Coming out of her trance-like state, yet still gasping for air, Komatsu delivered a short speech.
“Today I painted feeling the power of all of you, the power of the land of Cleveland, and the power of the artworks that the Cleveland Museum of Art houses,” she said.
In an interview with The Japan Times, Komatsu said that she goes on stage without any rough sketch in advance.
“For me, painting is meditating. In this sense, there is no difference whether it’s live on stage or alone in my studio,” she said. “But I understand that art lovers are so delighted to see an artist in person that I want to paint in front of them without hesitation or anxiety.”
Although it was her third live painting performance in the U.S., she had never performed at a museum as prestigious as CMA, which houses more than 61,000 works of art from around the world
“While painting on stage, I heard voices from the galleries of the museum,” Komatsu mentioned the artworks featuring divine creatures of different cultures from CMA’s collection. “With a sense of tension that I should properly respond to those divine spirits, I added many tiny komainu to my painting this time,” she said. Komatsu believes the komainu that guard the entrances of shrines reached Japan after a long journey of ancient cultural diffusion from the west.
According to the museum, the event attracted an audience of 1,235 CMA members, who followed the hour-long performance with their immediate impressions: “When she started out, it made no sense to me whatsoever, but as she started completing, it looked like she was painting a story of creation,” “It was intense and lively,” and “It was the first time we’ve ever seen something like that. It was just absolutely amazing that she was in a trance,” to mention a few.

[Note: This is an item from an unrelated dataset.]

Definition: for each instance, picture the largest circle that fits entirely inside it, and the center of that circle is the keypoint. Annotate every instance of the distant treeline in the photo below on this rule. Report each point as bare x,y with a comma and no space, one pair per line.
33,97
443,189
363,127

“It was wonderful to connect the ancient traditions in the exhibition with the contemporary feel to understand the continuous thread for many centuries. Her way of painting was engaging, energetic and very fun as well,” said John Easley, deputy director and chief philanthropy officer at CMA.
His comment was followed by Marjorie Williams, senior leadership giving officer in the philanthropy division at CMA. “It was an extraordinary, spiritual art. It makes our audience understand that Shinto in Japan has a contemporary expression and inspires an artist like Miwa,” Williams said.
Still experiencing the whole story, Vilbar was looking at Komatsu, her hakama spattered with paint, who was friendly in posing for photos with the audience members that flocked around her and lined up for their turn in front of the painting.
“She has not yet finished her painting. She is still experiencing the energy that she created,” Vilbar said with a smile.
The exceptional work of art will be on display for the moment at the residence of Hiroyuki Fujita, honorary consul of Japan in Cleveland, to demonstrate “Yamato jikara” (Yamato power), an expression that Komatsu created, meaning the ability of fusing different elements, while venerating sacred spirits in nature, as seen in the Shinto tradition.